My six-year-old grandson, Joshua, will be Curious George for Halloween. He is currently obsessed with Curious George. He reads Curious George books, watches the Saturday cartoon, and recently had a Curious George–themed birthday party. I suppose Joshua identifies with Curious George because he too burns with impetuous curiosity. This often gets him into scrapes, as it does George. The other evening, for example, Joshua got lost in the Uintas with a storm blowing in. His mother was terrified. “I was just exploring, Mom,” he said. A few weeks ago Joshua got stuck between the first and second floor in the laundry chute at our house. “I was just exploring, Grandpa.”

No doubt because it can lead to peril, curiosity is the object of many cautionary stories and adages. Pandora’s curiosity loosed a host of woes upon the world when she opened a box. Faust’s curiosity led him to sell his soul for secret knowledge. The Fall is popularly associated with illicit curiosity for forbidden knowledge. Beware curiosity, these stories seem to agree. After all, curiosity killed the cat.

Yet, from another point of view, curiosity can be seen as a great good, the engine which drives discovery and moves the world forward. How much progress has come from those possessed of curiosity and passion for learning—those driven to explore the woods and to discover where laundry chutes lead.

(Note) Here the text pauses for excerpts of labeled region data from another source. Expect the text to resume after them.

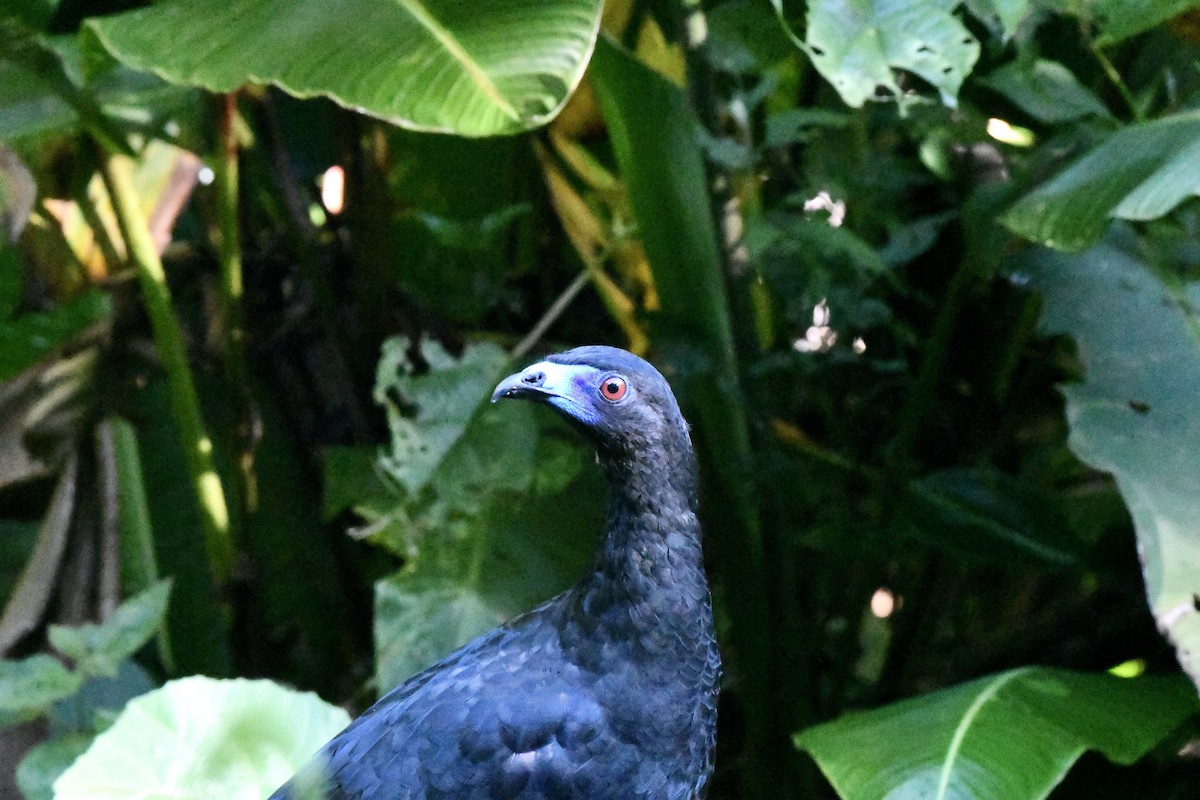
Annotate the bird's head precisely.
[492,345,691,458]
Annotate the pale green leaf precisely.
[54,676,349,800]
[980,59,1110,122]
[0,654,83,724]
[1026,231,1200,687]
[772,0,979,108]
[89,0,600,136]
[796,667,1198,800]
[16,733,94,800]
[49,579,170,675]
[1002,112,1200,251]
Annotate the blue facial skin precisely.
[492,361,612,427]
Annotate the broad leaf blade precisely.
[796,668,1196,800]
[1026,230,1200,686]
[1002,112,1200,251]
[89,0,600,137]
[772,0,979,108]
[54,678,349,800]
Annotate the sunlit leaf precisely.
[796,667,1198,800]
[1002,112,1200,251]
[89,0,600,136]
[54,676,349,800]
[1025,226,1200,687]
[772,0,979,108]
[980,59,1110,122]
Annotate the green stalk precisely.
[215,94,246,386]
[214,92,257,522]
[101,154,233,587]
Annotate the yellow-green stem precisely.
[214,92,258,520]
[102,154,233,587]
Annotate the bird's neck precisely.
[581,447,712,638]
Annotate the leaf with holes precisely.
[772,0,979,108]
[794,667,1198,800]
[89,0,600,137]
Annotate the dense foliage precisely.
[0,0,1200,800]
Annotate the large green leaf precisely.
[1002,112,1200,251]
[362,338,600,691]
[54,676,349,800]
[1025,230,1200,686]
[374,337,509,501]
[772,0,979,108]
[89,0,600,136]
[796,667,1198,800]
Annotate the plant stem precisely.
[679,0,782,800]
[1090,41,1142,122]
[101,154,233,587]
[214,92,257,520]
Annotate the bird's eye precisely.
[600,375,629,403]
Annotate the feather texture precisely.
[272,347,721,800]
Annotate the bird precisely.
[270,345,721,800]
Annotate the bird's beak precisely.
[492,361,563,403]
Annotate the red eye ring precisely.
[600,375,629,403]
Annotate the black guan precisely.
[271,347,721,800]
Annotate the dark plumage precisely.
[272,347,721,800]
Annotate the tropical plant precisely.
[0,0,1200,800]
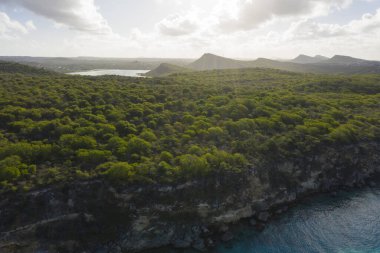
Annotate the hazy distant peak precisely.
[145,63,190,77]
[314,54,330,61]
[291,54,326,64]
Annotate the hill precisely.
[323,55,380,67]
[291,54,329,64]
[188,53,249,70]
[145,63,192,77]
[188,54,380,74]
[0,61,55,75]
[0,67,380,253]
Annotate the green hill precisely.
[0,61,55,75]
[145,63,192,77]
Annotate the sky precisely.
[0,0,380,60]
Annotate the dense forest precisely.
[0,65,380,192]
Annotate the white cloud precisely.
[0,12,36,38]
[14,0,112,34]
[156,13,199,36]
[285,9,380,40]
[220,0,352,31]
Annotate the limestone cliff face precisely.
[0,143,380,253]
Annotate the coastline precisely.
[0,143,380,253]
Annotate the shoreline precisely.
[0,143,380,253]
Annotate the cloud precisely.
[156,13,199,36]
[285,9,380,40]
[0,12,36,38]
[12,0,112,34]
[220,0,352,31]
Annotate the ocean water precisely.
[215,188,380,253]
[150,188,380,253]
[68,69,149,77]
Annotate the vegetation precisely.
[0,65,380,190]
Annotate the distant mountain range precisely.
[147,53,380,76]
[0,53,380,77]
[291,54,329,64]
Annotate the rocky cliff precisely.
[0,143,380,253]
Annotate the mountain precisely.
[188,54,247,70]
[291,54,329,64]
[323,55,380,66]
[145,63,192,77]
[314,55,330,61]
[187,54,380,74]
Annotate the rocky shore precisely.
[0,143,380,253]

The institutional home for organized curiosity is, or should be, the academy. Education should at once indulge and discipline our innate curiosity. It should keep the child—Curious George, if you will—alive in every learner, faculty and student alike.

According to Thomas Friedman, curiosity and passion are key prerequisites for education in a “flat world,” where information is readily available and where global markets reward those who have learned how to learn and are self-motivated to learn. In today’s world, he argues, it is more important to be passionate and curious than to be merely smart. Friedman has reduced this principle to a formula: CQ + PQ > IQ, meaning Curiosity Quotient plus Passion Quotient is greater than Intelligent Quotient. Friedman says that he lives by this formula: “Give me the kid with a passion to learn and a curiosity to discover and I will take him or her over the less passionate kid with a huge IQ every day of the week.” IQ “still matters, but CQ and PQ . . . matter even more.”

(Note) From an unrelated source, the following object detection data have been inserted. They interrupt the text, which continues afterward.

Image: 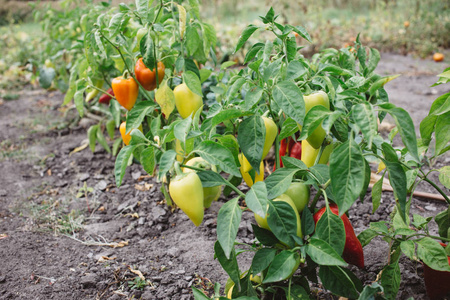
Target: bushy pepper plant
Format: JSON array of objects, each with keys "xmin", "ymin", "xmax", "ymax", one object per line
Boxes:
[{"xmin": 68, "ymin": 0, "xmax": 450, "ymax": 299}]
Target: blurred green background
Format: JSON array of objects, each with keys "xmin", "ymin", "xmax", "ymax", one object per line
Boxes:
[{"xmin": 0, "ymin": 0, "xmax": 450, "ymax": 89}]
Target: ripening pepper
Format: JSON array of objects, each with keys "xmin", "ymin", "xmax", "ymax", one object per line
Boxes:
[
  {"xmin": 423, "ymin": 243, "xmax": 450, "ymax": 300},
  {"xmin": 314, "ymin": 203, "xmax": 364, "ymax": 269},
  {"xmin": 85, "ymin": 80, "xmax": 103, "ymax": 102},
  {"xmin": 119, "ymin": 122, "xmax": 142, "ymax": 146},
  {"xmin": 134, "ymin": 57, "xmax": 166, "ymax": 91},
  {"xmin": 169, "ymin": 163, "xmax": 204, "ymax": 226},
  {"xmin": 183, "ymin": 157, "xmax": 222, "ymax": 208},
  {"xmin": 301, "ymin": 140, "xmax": 319, "ymax": 168},
  {"xmin": 173, "ymin": 83, "xmax": 203, "ymax": 119},
  {"xmin": 238, "ymin": 153, "xmax": 264, "ymax": 187},
  {"xmin": 241, "ymin": 117, "xmax": 278, "ymax": 173},
  {"xmin": 111, "ymin": 76, "xmax": 139, "ymax": 110},
  {"xmin": 298, "ymin": 91, "xmax": 330, "ymax": 149},
  {"xmin": 98, "ymin": 88, "xmax": 114, "ymax": 105}
]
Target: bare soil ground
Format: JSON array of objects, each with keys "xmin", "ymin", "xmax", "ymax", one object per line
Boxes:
[{"xmin": 0, "ymin": 54, "xmax": 450, "ymax": 299}]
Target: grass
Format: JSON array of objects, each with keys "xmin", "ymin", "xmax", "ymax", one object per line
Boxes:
[{"xmin": 201, "ymin": 0, "xmax": 450, "ymax": 57}]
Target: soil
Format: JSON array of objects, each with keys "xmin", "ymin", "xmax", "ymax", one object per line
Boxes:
[{"xmin": 0, "ymin": 54, "xmax": 449, "ymax": 299}]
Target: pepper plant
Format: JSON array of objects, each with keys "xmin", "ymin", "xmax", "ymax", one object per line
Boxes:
[{"xmin": 68, "ymin": 0, "xmax": 450, "ymax": 299}]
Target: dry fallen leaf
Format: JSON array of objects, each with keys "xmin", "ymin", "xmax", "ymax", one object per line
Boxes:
[
  {"xmin": 128, "ymin": 266, "xmax": 145, "ymax": 280},
  {"xmin": 137, "ymin": 175, "xmax": 152, "ymax": 181},
  {"xmin": 69, "ymin": 143, "xmax": 89, "ymax": 156},
  {"xmin": 98, "ymin": 256, "xmax": 117, "ymax": 262},
  {"xmin": 111, "ymin": 241, "xmax": 128, "ymax": 248}
]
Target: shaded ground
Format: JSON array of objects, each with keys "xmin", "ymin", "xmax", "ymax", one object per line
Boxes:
[{"xmin": 0, "ymin": 54, "xmax": 449, "ymax": 299}]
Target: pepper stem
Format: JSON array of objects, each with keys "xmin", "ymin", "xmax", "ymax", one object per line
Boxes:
[{"xmin": 173, "ymin": 161, "xmax": 183, "ymax": 176}]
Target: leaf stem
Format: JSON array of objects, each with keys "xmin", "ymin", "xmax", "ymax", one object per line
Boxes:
[{"xmin": 421, "ymin": 176, "xmax": 450, "ymax": 205}]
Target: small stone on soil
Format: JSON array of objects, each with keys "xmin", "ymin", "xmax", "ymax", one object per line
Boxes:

They matter for faculty as well as for students if we hope to “implant in them a love of learning,” as we claim in our Aims. As Friedman says, “You can’t light a fire of passion in someone else if it doesn’t burn in you to begin with.” [1]

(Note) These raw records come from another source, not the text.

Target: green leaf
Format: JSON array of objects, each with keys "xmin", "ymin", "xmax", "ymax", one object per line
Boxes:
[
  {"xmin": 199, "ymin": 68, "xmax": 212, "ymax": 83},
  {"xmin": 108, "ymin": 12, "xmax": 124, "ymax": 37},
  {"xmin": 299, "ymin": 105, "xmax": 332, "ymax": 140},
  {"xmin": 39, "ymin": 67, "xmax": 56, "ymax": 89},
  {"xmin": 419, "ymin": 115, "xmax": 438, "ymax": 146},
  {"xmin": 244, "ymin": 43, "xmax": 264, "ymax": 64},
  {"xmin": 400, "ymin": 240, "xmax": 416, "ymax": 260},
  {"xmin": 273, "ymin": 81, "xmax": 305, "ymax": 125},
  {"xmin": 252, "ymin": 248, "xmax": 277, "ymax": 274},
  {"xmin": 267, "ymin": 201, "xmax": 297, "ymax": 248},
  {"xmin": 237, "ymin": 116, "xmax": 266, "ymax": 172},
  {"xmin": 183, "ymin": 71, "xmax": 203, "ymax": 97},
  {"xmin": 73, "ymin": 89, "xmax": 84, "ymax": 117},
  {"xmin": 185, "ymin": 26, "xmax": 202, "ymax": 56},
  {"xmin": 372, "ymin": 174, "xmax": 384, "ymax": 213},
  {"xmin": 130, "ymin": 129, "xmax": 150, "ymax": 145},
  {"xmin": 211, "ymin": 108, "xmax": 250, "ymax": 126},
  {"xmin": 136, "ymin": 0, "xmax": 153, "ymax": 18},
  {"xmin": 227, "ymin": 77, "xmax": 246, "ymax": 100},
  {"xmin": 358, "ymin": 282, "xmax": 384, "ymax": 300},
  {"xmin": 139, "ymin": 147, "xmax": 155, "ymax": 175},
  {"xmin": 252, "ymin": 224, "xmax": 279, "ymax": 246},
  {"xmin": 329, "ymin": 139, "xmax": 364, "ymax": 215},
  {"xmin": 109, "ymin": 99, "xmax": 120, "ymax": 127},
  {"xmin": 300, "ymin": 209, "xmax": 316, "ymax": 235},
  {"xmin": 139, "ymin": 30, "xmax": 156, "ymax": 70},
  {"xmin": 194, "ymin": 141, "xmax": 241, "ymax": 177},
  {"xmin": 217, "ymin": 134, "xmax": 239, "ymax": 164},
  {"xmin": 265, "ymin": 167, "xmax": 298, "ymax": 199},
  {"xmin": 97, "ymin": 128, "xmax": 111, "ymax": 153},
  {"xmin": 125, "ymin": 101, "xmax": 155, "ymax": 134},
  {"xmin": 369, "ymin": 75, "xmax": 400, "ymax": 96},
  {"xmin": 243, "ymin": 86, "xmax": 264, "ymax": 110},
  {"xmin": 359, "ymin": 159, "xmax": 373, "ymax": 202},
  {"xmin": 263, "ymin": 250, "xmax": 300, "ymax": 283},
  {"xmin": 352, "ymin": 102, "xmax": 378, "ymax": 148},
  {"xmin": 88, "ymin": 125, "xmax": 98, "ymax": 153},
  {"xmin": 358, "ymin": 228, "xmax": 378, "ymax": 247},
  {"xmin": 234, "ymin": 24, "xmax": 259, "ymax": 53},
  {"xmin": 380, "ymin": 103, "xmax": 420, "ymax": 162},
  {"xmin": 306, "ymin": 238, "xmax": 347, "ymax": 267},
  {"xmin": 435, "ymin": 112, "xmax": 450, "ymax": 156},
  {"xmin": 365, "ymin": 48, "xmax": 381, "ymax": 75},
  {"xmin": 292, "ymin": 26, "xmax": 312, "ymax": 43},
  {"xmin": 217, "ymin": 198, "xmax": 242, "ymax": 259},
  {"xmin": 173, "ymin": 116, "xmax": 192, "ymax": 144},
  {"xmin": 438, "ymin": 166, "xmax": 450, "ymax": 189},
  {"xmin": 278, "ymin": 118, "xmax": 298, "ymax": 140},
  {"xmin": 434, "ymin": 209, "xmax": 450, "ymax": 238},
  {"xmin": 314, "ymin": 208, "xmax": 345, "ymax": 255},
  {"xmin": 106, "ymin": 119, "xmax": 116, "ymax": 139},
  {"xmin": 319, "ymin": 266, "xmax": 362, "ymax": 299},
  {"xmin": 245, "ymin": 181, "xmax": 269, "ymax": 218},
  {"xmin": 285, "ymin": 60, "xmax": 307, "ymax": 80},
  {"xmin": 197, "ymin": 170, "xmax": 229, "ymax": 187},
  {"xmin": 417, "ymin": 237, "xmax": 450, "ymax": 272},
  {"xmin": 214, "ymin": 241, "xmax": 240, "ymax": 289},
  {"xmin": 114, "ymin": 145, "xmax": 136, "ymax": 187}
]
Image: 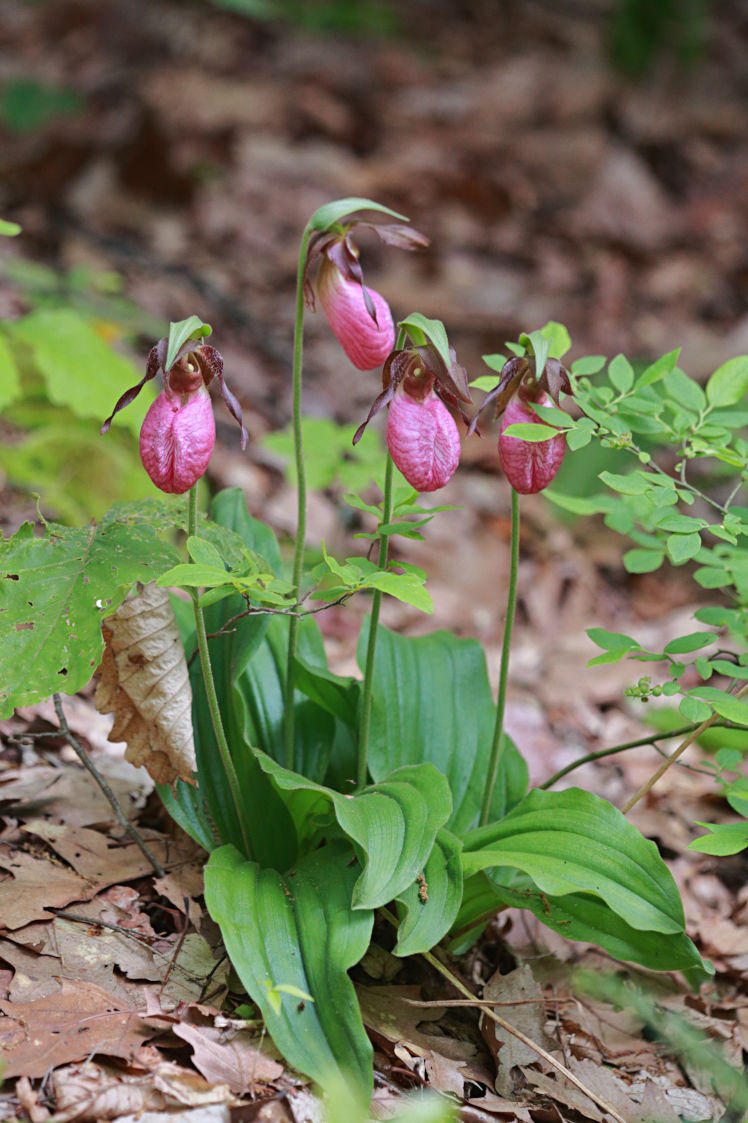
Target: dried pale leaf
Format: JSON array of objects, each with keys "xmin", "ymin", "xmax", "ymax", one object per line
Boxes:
[
  {"xmin": 52, "ymin": 1063, "xmax": 166, "ymax": 1123},
  {"xmin": 0, "ymin": 939, "xmax": 61, "ymax": 1004},
  {"xmin": 15, "ymin": 1076, "xmax": 49, "ymax": 1123},
  {"xmin": 173, "ymin": 1022, "xmax": 283, "ymax": 1094},
  {"xmin": 95, "ymin": 583, "xmax": 195, "ymax": 784},
  {"xmin": 480, "ymin": 964, "xmax": 556, "ymax": 1096},
  {"xmin": 0, "ymin": 979, "xmax": 153, "ymax": 1079},
  {"xmin": 356, "ymin": 986, "xmax": 467, "ymax": 1060},
  {"xmin": 0, "ymin": 757, "xmax": 150, "ymax": 827},
  {"xmin": 522, "ymin": 1068, "xmax": 609, "ymax": 1123},
  {"xmin": 568, "ymin": 1057, "xmax": 648, "ymax": 1123}
]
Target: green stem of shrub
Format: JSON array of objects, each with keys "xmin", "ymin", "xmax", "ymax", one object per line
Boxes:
[
  {"xmin": 481, "ymin": 487, "xmax": 519, "ymax": 827},
  {"xmin": 356, "ymin": 453, "xmax": 394, "ymax": 792},
  {"xmin": 188, "ymin": 484, "xmax": 252, "ymax": 858},
  {"xmin": 538, "ymin": 721, "xmax": 729, "ymax": 792},
  {"xmin": 283, "ymin": 226, "xmax": 312, "ymax": 768}
]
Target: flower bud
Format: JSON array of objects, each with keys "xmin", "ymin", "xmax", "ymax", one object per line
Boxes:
[
  {"xmin": 317, "ymin": 257, "xmax": 395, "ymax": 371},
  {"xmin": 140, "ymin": 384, "xmax": 216, "ymax": 495},
  {"xmin": 386, "ymin": 389, "xmax": 459, "ymax": 492},
  {"xmin": 499, "ymin": 393, "xmax": 566, "ymax": 495}
]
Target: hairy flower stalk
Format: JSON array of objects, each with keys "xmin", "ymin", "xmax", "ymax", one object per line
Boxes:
[
  {"xmin": 101, "ymin": 339, "xmax": 247, "ymax": 495},
  {"xmin": 499, "ymin": 390, "xmax": 566, "ymax": 495}
]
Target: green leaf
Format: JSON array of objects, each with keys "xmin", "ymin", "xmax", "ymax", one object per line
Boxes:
[
  {"xmin": 463, "ymin": 788, "xmax": 684, "ymax": 934},
  {"xmin": 366, "ymin": 570, "xmax": 434, "ymax": 612},
  {"xmin": 0, "ymin": 335, "xmax": 21, "ymax": 409},
  {"xmin": 633, "ymin": 347, "xmax": 681, "ymax": 390},
  {"xmin": 657, "ymin": 513, "xmax": 708, "ymax": 535},
  {"xmin": 253, "ymin": 755, "xmax": 451, "ymax": 909},
  {"xmin": 8, "ymin": 309, "xmax": 149, "ymax": 432},
  {"xmin": 307, "ymin": 195, "xmax": 410, "ymax": 230},
  {"xmin": 693, "ymin": 566, "xmax": 731, "ymax": 588},
  {"xmin": 572, "ymin": 355, "xmax": 608, "ymax": 377},
  {"xmin": 491, "ymin": 870, "xmax": 703, "ymax": 971},
  {"xmin": 586, "ymin": 628, "xmax": 641, "ymax": 652},
  {"xmin": 678, "ymin": 695, "xmax": 712, "ymax": 724},
  {"xmin": 392, "ymin": 828, "xmax": 463, "ymax": 957},
  {"xmin": 542, "ymin": 491, "xmax": 604, "ymax": 514},
  {"xmin": 540, "ymin": 320, "xmax": 572, "ymax": 358},
  {"xmin": 471, "ymin": 375, "xmax": 504, "ymax": 394},
  {"xmin": 663, "ymin": 632, "xmax": 718, "ymax": 655},
  {"xmin": 503, "ymin": 421, "xmax": 558, "ymax": 444},
  {"xmin": 706, "ymin": 355, "xmax": 748, "ymax": 407},
  {"xmin": 530, "ymin": 402, "xmax": 574, "ymax": 429},
  {"xmin": 294, "ymin": 657, "xmax": 361, "ymax": 730},
  {"xmin": 0, "ymin": 504, "xmax": 179, "ymax": 718},
  {"xmin": 156, "ymin": 779, "xmax": 217, "ymax": 853},
  {"xmin": 398, "ymin": 312, "xmax": 451, "ymax": 369},
  {"xmin": 519, "ymin": 331, "xmax": 550, "ymax": 378},
  {"xmin": 667, "ymin": 533, "xmax": 701, "ymax": 565},
  {"xmin": 622, "ymin": 550, "xmax": 665, "ymax": 573},
  {"xmin": 688, "ymin": 686, "xmax": 748, "ymax": 725},
  {"xmin": 358, "ymin": 627, "xmax": 527, "ymax": 834},
  {"xmin": 164, "ymin": 316, "xmax": 213, "ymax": 372},
  {"xmin": 686, "ymin": 822, "xmax": 748, "ymax": 858},
  {"xmin": 608, "ymin": 355, "xmax": 633, "ymax": 394},
  {"xmin": 177, "ymin": 487, "xmax": 298, "ymax": 868},
  {"xmin": 206, "ymin": 843, "xmax": 373, "ymax": 1095},
  {"xmin": 599, "ymin": 471, "xmax": 650, "ymax": 495}
]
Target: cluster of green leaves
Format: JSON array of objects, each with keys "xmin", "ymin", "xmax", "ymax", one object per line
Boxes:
[
  {"xmin": 0, "ymin": 496, "xmax": 186, "ymax": 718},
  {"xmin": 0, "ymin": 274, "xmax": 165, "ymax": 524},
  {"xmin": 162, "ymin": 491, "xmax": 703, "ymax": 1095},
  {"xmin": 688, "ymin": 749, "xmax": 748, "ymax": 857},
  {"xmin": 587, "ymin": 608, "xmax": 748, "ymax": 728}
]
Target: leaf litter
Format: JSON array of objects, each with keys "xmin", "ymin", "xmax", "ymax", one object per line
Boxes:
[{"xmin": 0, "ymin": 4, "xmax": 748, "ymax": 1123}]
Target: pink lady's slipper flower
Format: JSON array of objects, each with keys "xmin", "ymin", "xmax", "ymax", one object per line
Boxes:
[
  {"xmin": 101, "ymin": 339, "xmax": 247, "ymax": 495},
  {"xmin": 303, "ymin": 219, "xmax": 428, "ymax": 371},
  {"xmin": 468, "ymin": 355, "xmax": 572, "ymax": 495},
  {"xmin": 354, "ymin": 345, "xmax": 469, "ymax": 492},
  {"xmin": 317, "ymin": 257, "xmax": 394, "ymax": 371},
  {"xmin": 499, "ymin": 391, "xmax": 566, "ymax": 495}
]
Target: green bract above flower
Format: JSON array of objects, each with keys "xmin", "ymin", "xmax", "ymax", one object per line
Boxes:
[{"xmin": 303, "ymin": 219, "xmax": 428, "ymax": 371}]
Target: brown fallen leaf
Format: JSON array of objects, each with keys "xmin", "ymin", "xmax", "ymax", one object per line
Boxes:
[
  {"xmin": 172, "ymin": 1021, "xmax": 283, "ymax": 1095},
  {"xmin": 480, "ymin": 964, "xmax": 556, "ymax": 1096},
  {"xmin": 52, "ymin": 1059, "xmax": 234, "ymax": 1123},
  {"xmin": 0, "ymin": 979, "xmax": 153, "ymax": 1079},
  {"xmin": 0, "ymin": 846, "xmax": 93, "ymax": 929},
  {"xmin": 95, "ymin": 582, "xmax": 197, "ymax": 784}
]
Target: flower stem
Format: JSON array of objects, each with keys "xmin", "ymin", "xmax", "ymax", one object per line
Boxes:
[
  {"xmin": 188, "ymin": 484, "xmax": 252, "ymax": 858},
  {"xmin": 283, "ymin": 226, "xmax": 312, "ymax": 768},
  {"xmin": 480, "ymin": 487, "xmax": 519, "ymax": 827},
  {"xmin": 621, "ymin": 683, "xmax": 748, "ymax": 815},
  {"xmin": 356, "ymin": 453, "xmax": 394, "ymax": 792}
]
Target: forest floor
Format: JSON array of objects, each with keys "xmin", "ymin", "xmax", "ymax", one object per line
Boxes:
[{"xmin": 0, "ymin": 0, "xmax": 748, "ymax": 1123}]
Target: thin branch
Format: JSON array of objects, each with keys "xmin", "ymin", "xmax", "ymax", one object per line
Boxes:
[
  {"xmin": 402, "ymin": 934, "xmax": 627, "ymax": 1123},
  {"xmin": 539, "ymin": 720, "xmax": 729, "ymax": 791},
  {"xmin": 49, "ymin": 694, "xmax": 166, "ymax": 877},
  {"xmin": 621, "ymin": 683, "xmax": 748, "ymax": 814}
]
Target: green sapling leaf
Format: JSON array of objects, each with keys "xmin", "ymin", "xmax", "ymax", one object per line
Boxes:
[{"xmin": 706, "ymin": 355, "xmax": 748, "ymax": 407}]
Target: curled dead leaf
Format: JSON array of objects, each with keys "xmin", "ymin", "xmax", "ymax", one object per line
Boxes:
[{"xmin": 95, "ymin": 583, "xmax": 195, "ymax": 784}]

I recently felt such passion and curiosity burning bright in a young father, new bishop, and experimental physics professor back East. His brilliance was exceeded only by his infectious, childlike enthusiasm for his research. I was struck by his passion as he effused about his current research to slow down and even stop light. Now, I naively thought the speed of light was a constant (C), but evidently it can be slowed down and perhaps stopped. He tried to tell me how, but his explanation was mostly lost on me. What was not lost was his unabashed curiosity and passion for quantum physics. These shone from his eyes as intensely as the love he had for the baby he dandled on his lap.

Of all people, Latter-day Saints should embrace curiosity and passion for learning. After all, we do not understand the Fall as a precautionary tale against curiosity, nor condemn Eve for desiring godlike knowledge. Rather, we proclaim that humans can and should strive to become like God, whose glory is intelligence. We affirm that we ought to learn all we can in this life and expect to continue learning in the next. For us, lifelong learning is not simply a practical expedient for a flat world. It is a theological imperative for this world and the world to come.

Whether we consider the exigencies of an eternal or flat world, CQ + PQ > IQ is a good formula to live by. It reminds us to keep Curious George alive in our students and in ourselves.

Notes

[1] Thomas Friedman, The World Is Flat (New York: Picador, 2007), 313–15.